There’s something about an iPhone music app. For musicians, it’s like having an instrument in your pocket. For nonmusicians, it’s a way to coax sounds — often programmed to stay on key no matter what note one actually plays — out of what may be the only instrumentlike device they ever pick up.
A main goal for many of these apps’ developers is to introduce nonmusical people to music, and musical people to different kinds of music. And when taken less as a serious instrument and more as a sampler for the wide world of music, these devices are wildly successful.
For those dying to shred, however, they leave something to be desired.
The majority of apps in this category try to cram a fully functioning instrument into an interface that, while touch-sensitive, is still only 3 inches wide. It’s about the same width as a guitar neck, so six strings fit reasonably well. Still, only a few frets can be covered at once, and even the simple acts of plucking a string and forming chords take a significant degree of finger wrangling.
Similarly, while many apps offer recording features, synching up separate apps without external recording software is difficult, unless you spend a lot of time behind a mixing console.
So the essential question becomes, are music apps real tools for artistic expression, or are they in the same league as, say, Bejeweled or other time-killing games?
“When it all comes down to it, these are all games, pretty much,” said Turner Kirk, community marketing manager for Smule, whose Ocarina is one of the simplest yet most inventive musical apps on the market. “We’d like to think of them as expressive musical instruments, even though we might be limited by hardware. But really, it’s like a toy.”
Ocarina proves that simplicity works in this environment. An actual ocarina — a simple wind instrument, frequently found with only four holes — is among the simplest music makers, and its virtual version is perfect for the iPhone interface. One has only to blow into the device’s microphone to control the instrument — almost identically to the way one would an actual ocarina.
Because it’s an iPhone, of course, users can take the experience to different levels, with the ability to change pitch, upload their recordings and span the globe to listen to others’ tunes. An online songbook lets even a beginner ocarinist play Beethoven’s Ode to Joy.
Other simple apps that have been successful include Normalware’s Bebot, where one can make a tuxedoed cartoon robot sing electronic notes by dragging a finger across the screen. Tones and settings are customizable; one option places strings across the interface. It’s always perfectly in tune and is incredibly diverting. “Because apps like this handle the difficult part of making music — producing a good sound and playing the right notes — they free the user for the fun part of the process: getting expressive,” said David Battino, co-author of The Art of Digital Music.

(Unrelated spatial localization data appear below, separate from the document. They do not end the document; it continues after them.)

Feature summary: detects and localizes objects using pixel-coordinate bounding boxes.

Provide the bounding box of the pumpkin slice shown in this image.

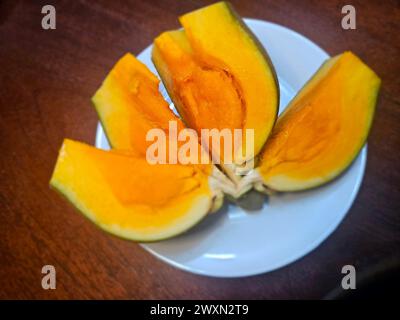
[92,53,187,157]
[244,52,380,192]
[50,139,227,241]
[152,1,279,178]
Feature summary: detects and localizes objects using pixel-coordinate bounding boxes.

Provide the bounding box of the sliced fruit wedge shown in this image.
[50,139,226,241]
[152,1,279,179]
[242,52,380,192]
[92,53,186,155]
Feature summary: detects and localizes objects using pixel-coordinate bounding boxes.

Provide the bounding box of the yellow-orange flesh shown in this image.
[92,53,186,155]
[50,139,213,241]
[154,30,243,132]
[258,52,380,191]
[152,2,279,163]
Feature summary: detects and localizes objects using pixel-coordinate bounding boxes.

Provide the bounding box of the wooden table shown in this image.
[0,0,399,299]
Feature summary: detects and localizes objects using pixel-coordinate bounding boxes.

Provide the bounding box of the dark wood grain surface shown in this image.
[0,0,399,299]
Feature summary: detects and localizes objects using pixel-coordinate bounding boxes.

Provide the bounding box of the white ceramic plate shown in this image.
[96,19,366,277]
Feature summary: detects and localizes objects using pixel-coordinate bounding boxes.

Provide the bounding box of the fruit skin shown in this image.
[257,52,381,192]
[50,139,215,242]
[152,1,279,165]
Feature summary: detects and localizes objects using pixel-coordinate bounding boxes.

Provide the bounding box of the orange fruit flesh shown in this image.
[258,52,380,191]
[50,139,213,241]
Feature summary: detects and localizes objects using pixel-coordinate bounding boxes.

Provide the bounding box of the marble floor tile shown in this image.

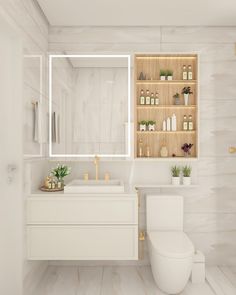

Even real musicians use Bebot; a recent San Francisco Chronicle article on musical applications led with Dream Theater’s keyboardist, Jordan Rudess, playing it on the iPhone during a performance in San Jose, California.
Sheer simplicity, however, isn’t the only route to success. Moocow Music, which offers apps for bass, guitar, piano and organ, suggests on its Web site that its creations can be used “as a ‘musical notepad’ for working out riffs to play back in the studio on a real (instrument).” This is true. It’s also a tacit admission that the apps are not meant to replace real instruments.